DANE-SE PLATÃO
Zeca São Bernardo
 
 

Ah, ai está! No meio de tantos papeis velhos socados nesta caixa de sapatos...bem, que se esperar de uma foto dos tempos do ginásio?

Meu Deus, ainda existe isso de ginásio ou já deram outro nome? De qualquer forma a qualidade do ensino parece que continua a mesma: entre pouca e nenhuma.

Mas essa história fica para a próxima! Não tenho como não rever meus queridos amigos nesta foto e lembrar-me dos nomes de um por um.

Vejamos, aqui estou eu! Bem, tenho quase certeza de sou eu...esta aqui é o Teixeira, sim sem dúvida, com essa cara de mal humorado. Aquele ali é o Benedito e pensar que nossos professores juravam que ele era um gênio. Que entre tanta mediocridade reunida o veriam doutor!

Encontrei-o outro dia vendendo cachorro- quente numa esquina de São Paulo.

Aquela ali é a Rita, grande Rita, grande mesmo treze anos e 1, 86 cm de altura! Nunca mais a vi ou tive notícias.

Entre tantos rostos está o seu, que bem poderia ser escrito como céu e danem-se os gramáticos, os pragmáticos, os filólogos, os filósofos, e o maldito Abreu que tornou-se oftalmologista e já cansou-se de me falar que você nunca foi tão bonita assim!

Ora, a emoção é minha e nomeio tua face de meu céu. Assim como dei te meu coração há mais de vinte anos numa tarde de verão. Assim como trovejam em meus pobres ouvidos os teus nãos e seus olhares de piedade. Que para mim sempre foram de desprezo se não, ao menos de dó!

Bom, que se esperar de alguém que leu as obras completas do Dr Freud aos quatorze anos? Além de que tenha queda pela poesia e declare-se apaixonado pela colega de sala de aula, vitimado de um agônico amor platônico.

Calma lá, platônico virgulas- só para não meter um palavrão neste texto- não roubei-lhe nem um beijo por que você fugiu de mim! Logo o amor é impossível e não platônico e, ainda, tenho lá minhas dúvidas sobre o que Platão entendia de amor.

Fiquemos assim; você ai eternizada nesta foto no meio desses outros rostos todos. E eu aqui, cada vez enquando abrindo esta velha caixa de sapatos, revirando estes recibos velhos e disfarçando o sorriso toda vez que encontro a foto no mesmo lugar que a escondi.

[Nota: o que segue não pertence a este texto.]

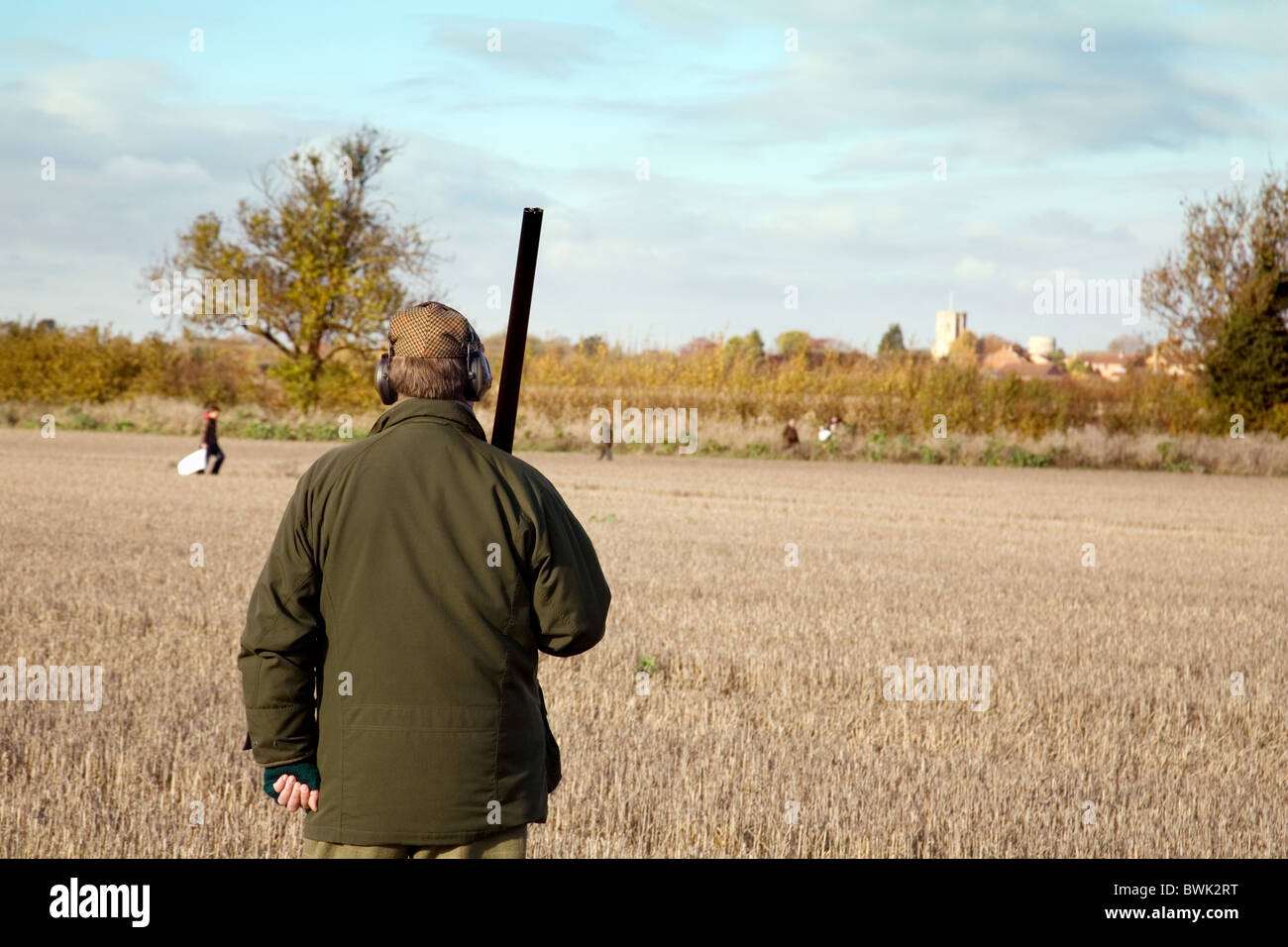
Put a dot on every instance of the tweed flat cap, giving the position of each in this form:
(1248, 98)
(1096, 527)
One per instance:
(432, 330)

Sim, fiquemos assim... se não logo começarei a falar dos crimes que cometeste! Todos imperdoáveis e gravíssimos. Vejam só, fiel esposa de um sujeito muito feliz e mãe de duas crianças lindas- obviamente puxaram a mãe- nem minha mulher, nem mãe de meus filhos...presente em todas as minhas preces, sorrindo nos meus sonhos delinqüentes e que mesmo assim não conseguem ser devassos.

Tenho até vontade de tomar um trago, talvez um conhaque caísse bem com o amargo gosto da boca e tingisse de amarelo a foto desbotada. Mas, sei, que tudo isso não me impediria de lembrar de você.

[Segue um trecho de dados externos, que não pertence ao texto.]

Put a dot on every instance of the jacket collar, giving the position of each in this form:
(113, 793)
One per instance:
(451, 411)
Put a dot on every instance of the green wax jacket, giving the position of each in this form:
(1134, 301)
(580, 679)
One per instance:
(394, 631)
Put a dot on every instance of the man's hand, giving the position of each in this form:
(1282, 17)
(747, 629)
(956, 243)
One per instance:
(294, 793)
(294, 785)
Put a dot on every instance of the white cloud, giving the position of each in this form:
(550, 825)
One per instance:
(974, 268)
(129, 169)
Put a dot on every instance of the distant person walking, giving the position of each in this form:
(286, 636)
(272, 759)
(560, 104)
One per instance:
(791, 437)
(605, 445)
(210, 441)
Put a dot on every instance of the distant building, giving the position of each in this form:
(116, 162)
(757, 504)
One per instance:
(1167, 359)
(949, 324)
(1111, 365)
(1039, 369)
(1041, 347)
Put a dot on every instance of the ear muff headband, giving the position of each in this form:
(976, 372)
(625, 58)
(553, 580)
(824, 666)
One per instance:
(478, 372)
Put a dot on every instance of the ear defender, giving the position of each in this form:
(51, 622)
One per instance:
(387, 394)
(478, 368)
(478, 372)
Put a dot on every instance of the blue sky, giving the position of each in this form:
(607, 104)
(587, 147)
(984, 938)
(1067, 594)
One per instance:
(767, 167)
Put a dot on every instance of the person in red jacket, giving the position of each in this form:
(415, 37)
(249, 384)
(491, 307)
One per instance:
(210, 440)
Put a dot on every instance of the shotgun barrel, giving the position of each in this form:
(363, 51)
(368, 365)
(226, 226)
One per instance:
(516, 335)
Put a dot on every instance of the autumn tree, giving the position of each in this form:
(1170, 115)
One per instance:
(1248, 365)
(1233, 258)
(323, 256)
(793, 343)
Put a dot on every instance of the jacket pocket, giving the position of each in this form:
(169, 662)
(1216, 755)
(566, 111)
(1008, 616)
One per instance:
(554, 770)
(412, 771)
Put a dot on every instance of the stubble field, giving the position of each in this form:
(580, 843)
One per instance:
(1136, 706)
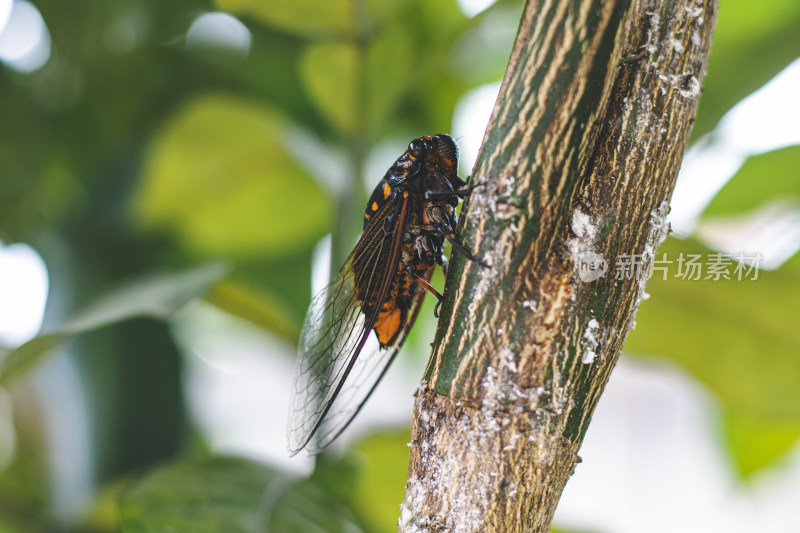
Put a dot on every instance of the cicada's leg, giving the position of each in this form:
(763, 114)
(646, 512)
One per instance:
(428, 287)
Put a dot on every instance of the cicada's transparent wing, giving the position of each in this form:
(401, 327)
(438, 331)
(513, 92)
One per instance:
(337, 344)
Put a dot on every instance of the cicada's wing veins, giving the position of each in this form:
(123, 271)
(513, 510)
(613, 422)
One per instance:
(337, 343)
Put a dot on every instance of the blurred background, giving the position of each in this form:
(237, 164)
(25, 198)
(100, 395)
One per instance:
(171, 174)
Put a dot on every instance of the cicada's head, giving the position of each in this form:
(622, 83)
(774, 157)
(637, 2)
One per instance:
(437, 150)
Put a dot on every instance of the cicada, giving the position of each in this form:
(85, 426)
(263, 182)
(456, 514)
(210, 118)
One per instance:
(355, 327)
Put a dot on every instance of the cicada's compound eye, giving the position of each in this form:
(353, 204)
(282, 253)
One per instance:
(417, 147)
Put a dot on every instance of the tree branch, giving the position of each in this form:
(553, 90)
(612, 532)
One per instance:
(578, 165)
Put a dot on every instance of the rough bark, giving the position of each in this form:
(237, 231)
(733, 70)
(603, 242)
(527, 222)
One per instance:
(578, 163)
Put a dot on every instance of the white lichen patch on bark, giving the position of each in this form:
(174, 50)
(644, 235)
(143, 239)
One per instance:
(468, 455)
(589, 263)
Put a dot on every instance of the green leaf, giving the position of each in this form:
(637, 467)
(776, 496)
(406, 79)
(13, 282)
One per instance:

Bem, ei-la de volta ao seu lugar! No fundo da caixa. Lá se vão a turma do ginásio e seus sorrisos.

Qualquer dia desses, se voltar a encontrar algum deles tenho que perguntar se alguém lembra daquela menina linda que sentava no meio da sala. Não, não quero mais saber da sua vida. Nem tentar qualquer tipo de aproximação, é que simplesmente esqueci seu nome!